EZB-Chef Jean Claude Trichet zeichnete ein düsteres Bild von der Konjunktur und brachte eine weitere Lockerung der geldpolitischen Zügel ins Gespräch. "Ich schließe nicht aus, dass wir in sehr maßvoller Weise vom aktuellen Niveau nach unten gehen können.", sagte Trichet. EZB-Experte Michael Schubert von der Commerzbank rechnet damit, dass es bereits im Mai zu einer weiteren Zinssenkung um einen viertel Punkt kommen wird.
Offen ist noch, ob die EZB nach dem Vorbild der amerikanischen Notenbank über den Ankauf von Unternehmensanleihen und anderen Wertpapieren Milliarden in den Wirtschaftskreislauf pumpen will. "Details dazu gibt es das nächste Mal", kündigte Trichet an.
Da die Zinssenkung nur gering ausfällt, werden die Auswirkungen für die Konjunktur nur gering sein. "Schnelle Effekte sind in der gegenwärtigen Situation nicht zu erwarten", sagte Horn. "Erst müssen die Banken wieder auf die Beine kommen." Dazu nutzten die Banken die sinkenden Refinanzierungskosten, um ihre Gewinnmargen zu erhöhen.
Das spüren die Verbraucher vor allem bei den Kreditzinsen. "Einen vergleichbaren Zinsrutsch wie bei den Geldanlagekonditionen sucht man im letzten halben Jahr bei den Ratenkreditzinsen und beim Dispositionskredit vergeblich", sagte Marcus Preu vom Verbraucherportal Biallo. Während Banken und Sparkassen vor einem Jahr durchschnittlich 12,25 Prozent für den Dispo verlangten, berechnen sie aktuell 12,05 Prozent. Im selben Zeitraum stiegen die Zinsen für einen Ratenkredit von 5000 Euro und mit einer Laufzeit von 60 Monaten sogar leicht von 8,26 Prozent auf 8,36 Prozent.

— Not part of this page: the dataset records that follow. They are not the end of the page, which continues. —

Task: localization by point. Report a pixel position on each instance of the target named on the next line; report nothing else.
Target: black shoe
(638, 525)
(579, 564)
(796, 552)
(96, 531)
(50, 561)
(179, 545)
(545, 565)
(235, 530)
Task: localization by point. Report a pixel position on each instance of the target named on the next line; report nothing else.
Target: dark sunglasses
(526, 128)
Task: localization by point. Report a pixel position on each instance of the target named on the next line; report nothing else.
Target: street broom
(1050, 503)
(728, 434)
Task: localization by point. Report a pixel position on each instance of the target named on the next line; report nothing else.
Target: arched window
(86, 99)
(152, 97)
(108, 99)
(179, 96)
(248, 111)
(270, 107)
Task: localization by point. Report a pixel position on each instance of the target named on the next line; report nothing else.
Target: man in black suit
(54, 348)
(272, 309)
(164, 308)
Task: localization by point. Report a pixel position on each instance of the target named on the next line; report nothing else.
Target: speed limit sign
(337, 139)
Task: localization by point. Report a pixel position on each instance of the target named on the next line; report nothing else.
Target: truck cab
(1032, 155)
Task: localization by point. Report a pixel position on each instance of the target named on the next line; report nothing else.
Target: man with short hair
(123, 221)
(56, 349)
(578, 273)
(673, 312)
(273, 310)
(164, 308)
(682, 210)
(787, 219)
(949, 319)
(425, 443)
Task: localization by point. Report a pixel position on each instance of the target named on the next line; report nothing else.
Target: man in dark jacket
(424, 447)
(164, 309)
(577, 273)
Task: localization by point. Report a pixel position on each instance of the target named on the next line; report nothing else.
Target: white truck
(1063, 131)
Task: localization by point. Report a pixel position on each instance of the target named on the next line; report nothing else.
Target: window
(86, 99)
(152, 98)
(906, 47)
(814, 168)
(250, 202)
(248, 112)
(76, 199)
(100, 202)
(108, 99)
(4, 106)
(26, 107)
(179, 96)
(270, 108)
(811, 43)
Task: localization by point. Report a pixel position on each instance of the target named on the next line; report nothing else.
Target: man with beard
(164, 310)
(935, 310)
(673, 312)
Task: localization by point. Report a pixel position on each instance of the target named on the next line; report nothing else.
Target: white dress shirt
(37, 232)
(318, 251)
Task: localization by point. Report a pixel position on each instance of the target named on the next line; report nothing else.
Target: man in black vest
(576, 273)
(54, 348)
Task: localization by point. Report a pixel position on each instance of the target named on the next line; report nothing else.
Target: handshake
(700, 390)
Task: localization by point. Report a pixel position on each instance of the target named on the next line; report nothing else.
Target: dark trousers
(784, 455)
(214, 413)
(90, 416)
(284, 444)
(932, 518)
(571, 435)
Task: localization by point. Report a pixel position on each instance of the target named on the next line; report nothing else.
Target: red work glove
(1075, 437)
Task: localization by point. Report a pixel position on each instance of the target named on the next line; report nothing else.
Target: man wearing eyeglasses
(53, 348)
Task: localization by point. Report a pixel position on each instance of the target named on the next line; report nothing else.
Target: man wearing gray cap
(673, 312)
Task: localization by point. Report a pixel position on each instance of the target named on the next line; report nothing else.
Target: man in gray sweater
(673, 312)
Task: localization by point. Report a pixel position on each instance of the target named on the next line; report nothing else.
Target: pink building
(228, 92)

Lediglich die Zinsen für Baukredite sind von knapp über fünf Prozent auf jetzt rund 4,2 Prozent gesunken. Jedoch hänge die Entwicklung der Hypothekenzinsen weniger stark mit dem Leitzins für die Euro-Zone zusammen, weil Baudarlehen anders finanziert würden als Konsumentenkredite, sagte Max Herbst von der FMH-Finanzberatung, die Bankkonditionen vergleicht. So werden Baudarlehen mit Pfandbriefen refinanziert und die Pfandbriefrenditen sind nicht so stark gesunken wie die Renditen der Staatsanleihen. Sparer müssen dagegen mit weiter sinkenden Zinsen rechnen. "Es wird bei den Sparanlagen weitere Zinssenkungen geben", sagte Herbst.